If you’ve been doing yoga for a while, you would have noticed that ‘diet’ becomes a big topic among yogis. This idea of an “ideal diet” for the “ideal yogi” often causes a divide in the yoga community – the vegetarians versus the non-vegetarians. Some yogis would pass judgment and discredit you as a yoga practitioner if you’re not vegetarian, and others take a rebellious stance on the other extreme, calling vegetarian yogis unrealistic and old-fashioned.


I didn’t have a strong opinion either way, so throughout my years practicing yoga, I’ve always stayed away from this topic and continued eating what I usually do. 


Although I’ve done pranayama prior to the YTTC, it wasn’t part of my daily ritual, unlike my asana practice. As part of the YTTC, I’ve decided to give the daily morning pranayama practice a go.
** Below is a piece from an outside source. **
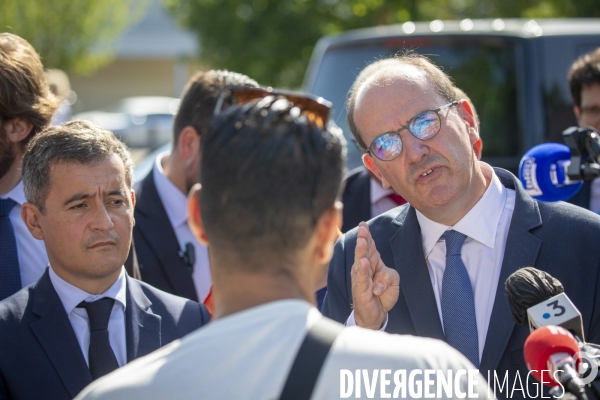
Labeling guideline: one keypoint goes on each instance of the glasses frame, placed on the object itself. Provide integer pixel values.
(315, 108)
(407, 127)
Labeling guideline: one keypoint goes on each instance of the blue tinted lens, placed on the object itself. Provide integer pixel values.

After a few weeks, I’ve started noticing differences. Some were predictable – “prana” means energy, so rightfully so it gave me energy.  I used to NEED a cup of coffee in the morning to function. And now, I am no longer a slave to my morning coffee. At the end of my morning pranayama practice, I get a boost of natural energy from within, which tends to last the entire day.  And I soon realised I didn’t need an external stimulant to get me through the day. I still drink coffee because I do like the taste, but the point is that I didn’t NEED it as a source of energy.


Besides that, there was another significant shift that I did not expect. I started being more aware of what my body needed, and thus being more conscious of what I consumed. For example, I didn’t feel the need to eat big meals just because it was the time of the day – like lunchtime or dinnertime. I ate when I was hungry. And instead of eating based on cravings, I felt I was more in tune with what my body needed at that present time. When I was feeling a little dehydrated, I felt more drawn to water based fruits, even though my mind preferred chocolates. I was eating less based on cravings, and more based on what my body truly needed.


As the weeks passed by, my relationship with food changed. The shift wasn’t so much in what I “should” eat and what I “should not” eat. It was in the direction of that relationship. It was no longer outward to inward – i.e. external stimulus dictating what I felt I should eat. But instead it was inward to outward – a voice or feeling within me projected out what I needed.


Don’t get my wrong; I didn’t turn into a vegetarian overnight. But there were days when I didn’t feel the need to have meat. And on days that I did have meat, as much as I could, I consciously looked for meat that was ethically farmed.


We live in a society where a lot of our actions are based on rules – whether they are part of the written law in a country, or other soft rules dictated by the society or community that we live in. Obviously some of these rules help to keep society functioning without friction – like the law not to kill another human being. But with yoga, in my view, the point of the practice isn’t to live by rules. Yoga, through the practice of asana, pranayama and meditation, allows us to tune in and practice awareness from within. From this daily practice of cultivating awareness, our actions would gradually and naturally be guided by the awakening of our senses, mind and intelligence. So, no one can tell you, a yogi, what you should or should not eat. But be prepared to feel the change from within.